Man what an awakening! You have a Jackson-Pratt tube coming out of your left side, and if you move too much it hurts. Then, you discover that you have a Foley type catheter installed and if somehow the tube gets pulled it hurts. But all pales before the nasal-gastric tube put in through your nose...what a contraption! It pumps out your stomach and is stuck to your nose via a cloth style adhesive tape and mastic that comes in a small package. The mastic has a strong smell and the tape tends to stick to you and can leave quite an abrasion-like wound on your nose. Oh there is the oxygen, and the pick that is in your jugular that you ll but want to kiss the doctor for, as it keeps the vampires at bay. When you have a pick point they can draw all the blood they want without a single needle poke...a great thing indeed. Then you have the medications and the morphine that is being fed to you in small amounts. All of this fed into the pick point. Then the heart monitor and the other IV and points to pump stuff into you and keep track of operations. Your pump/IV tower looks like a Christmas tree and the pump has the astonishing ability to limit your sleep to 2 hours after which an annoying alarm goes off that in your condition you swear could raise the dead.
Then things get a little unusual...Since I'd lost about 50% of my stomach, I didn't feel so hungry as empty. I would get nothing to eat except "Canada Soup" i.e. ice water, for the next 7 days! All nutrient was via IV. At least until day 5 when my sugar went low and they gave me this cloyingly sweet dextrose that you could literally feel going through you, your whole body feels "happy" for lack of better words. It wasn't long before the chicken broth finally arrived. Then a reverse process takes hold
The hand artery based heart monitor system is removed and you get a battery unit and the morphone/mophine pump is changed to Fentenyl which a whole lot nicer in terms of not causing nausea. Morphine is strong but causes terrible nausea for me...I was sure glad to get off from it. There was also a morphone mixed with something that had a huge name and losing that was alright too. It becomes a step-by-step process of losing things that limit you getting up and moving around. Losing the catheter was not so much fun...getting up to use a 1 liter urinal jug is a PIA! At least at first as you still smart a bit from the incision...even though your staples look like the zipper on a Carharrt Jacket.

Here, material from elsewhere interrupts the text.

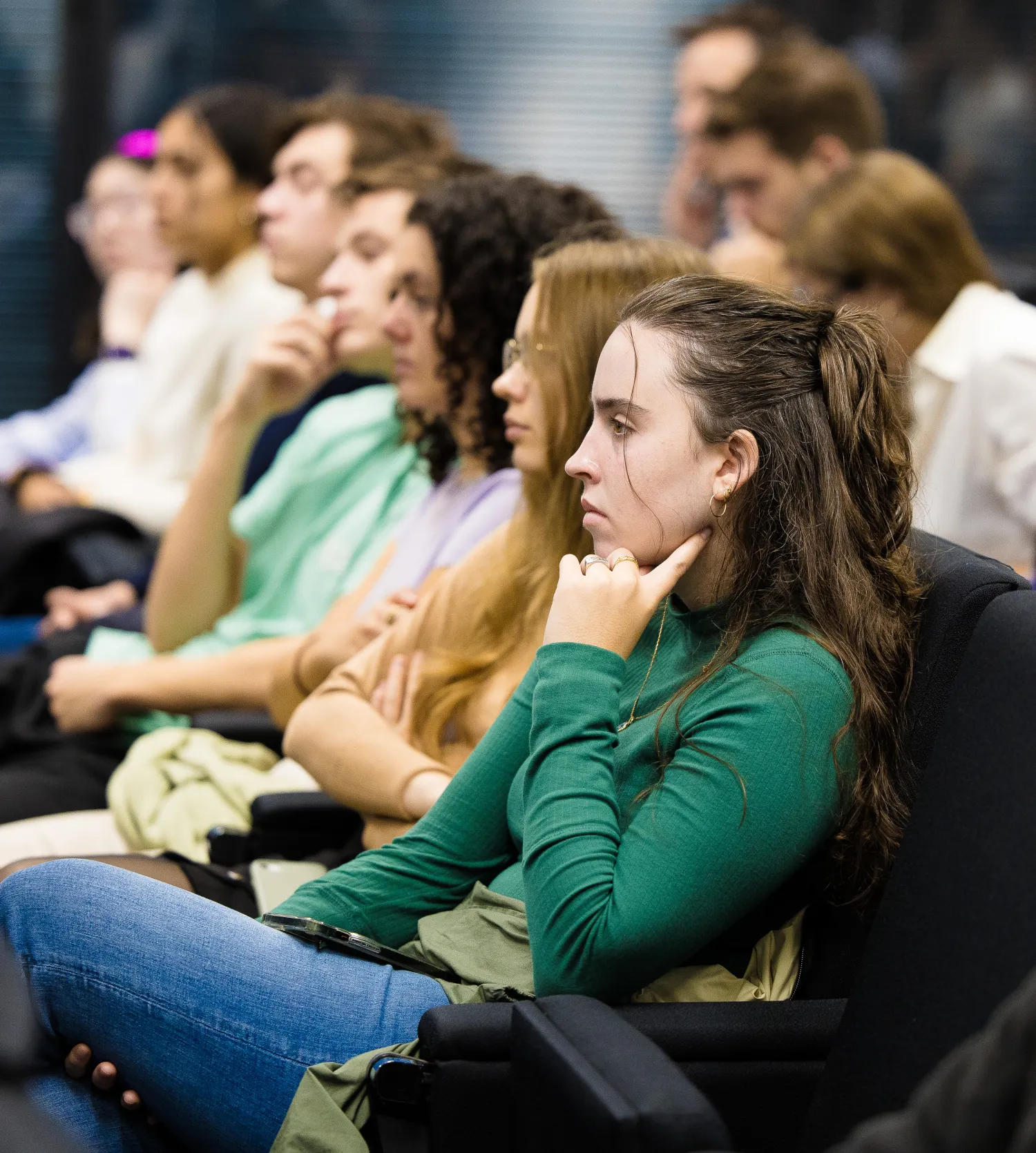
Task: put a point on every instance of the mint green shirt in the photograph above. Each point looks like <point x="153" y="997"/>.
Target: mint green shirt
<point x="315" y="523"/>
<point x="622" y="875"/>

The Fentenyl goes, replaced by Vicodin...So Dr. House starts his day with a handful of Vicodin, really? How would that man be standing! It knocked me flat. But each day you get stronger, less spaced out, and you lose more and more, and that means you are getting closer and closer to going home.
Everyone I came in contact with at the hospital and with the surgury team was first rate. I can't complain. Then the day comes they pull the staples and put on Steri-Strips and remove the Jackson-Pratt drain. Within two more days, I was released.

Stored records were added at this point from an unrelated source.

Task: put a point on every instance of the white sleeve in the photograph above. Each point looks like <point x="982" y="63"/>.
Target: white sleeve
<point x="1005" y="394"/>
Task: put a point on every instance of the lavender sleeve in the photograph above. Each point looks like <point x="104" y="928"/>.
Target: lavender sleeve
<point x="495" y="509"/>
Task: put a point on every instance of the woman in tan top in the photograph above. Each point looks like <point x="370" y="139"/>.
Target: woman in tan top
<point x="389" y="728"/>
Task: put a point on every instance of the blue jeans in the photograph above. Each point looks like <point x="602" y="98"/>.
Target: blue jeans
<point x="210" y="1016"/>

You can forget about exuberance...you are still really LOGY from the drugs and the hospital and you are going to be taking Oxy's for awhile Wher your hand/artery heart monitor was your fingers may tingle for some time after the system is removed. Your best friend is still your belly band that is just a great guard against accidental impacts.
Your reovery will be slow and step by step. Cancer really changes your outlook and what seemed so important once no longer seems so urgent at all. You will still be spacey/stoned for awhile and sleep is something you will have to do. But you have survived the surgury. Now comes the follow ons like Chemo and Radiation.
The tumor is gone and it looks like I might make it through this ordeal. I am not fully out of the woods, but each day seems a little better. As I heal up and get stronger I will write another diary about how things are going.
When they tell you that you have an operable tumor, get that sonofabitch out of you. No time for alpha male silliness or "I am in charge!" tough guy bullshit...get that thing out of you...yeah, initial recovery is going to suck a lot...but it sure beats the alternative!
Thanks to those who have read these diaries. You can survive cancer, but it all starts with you.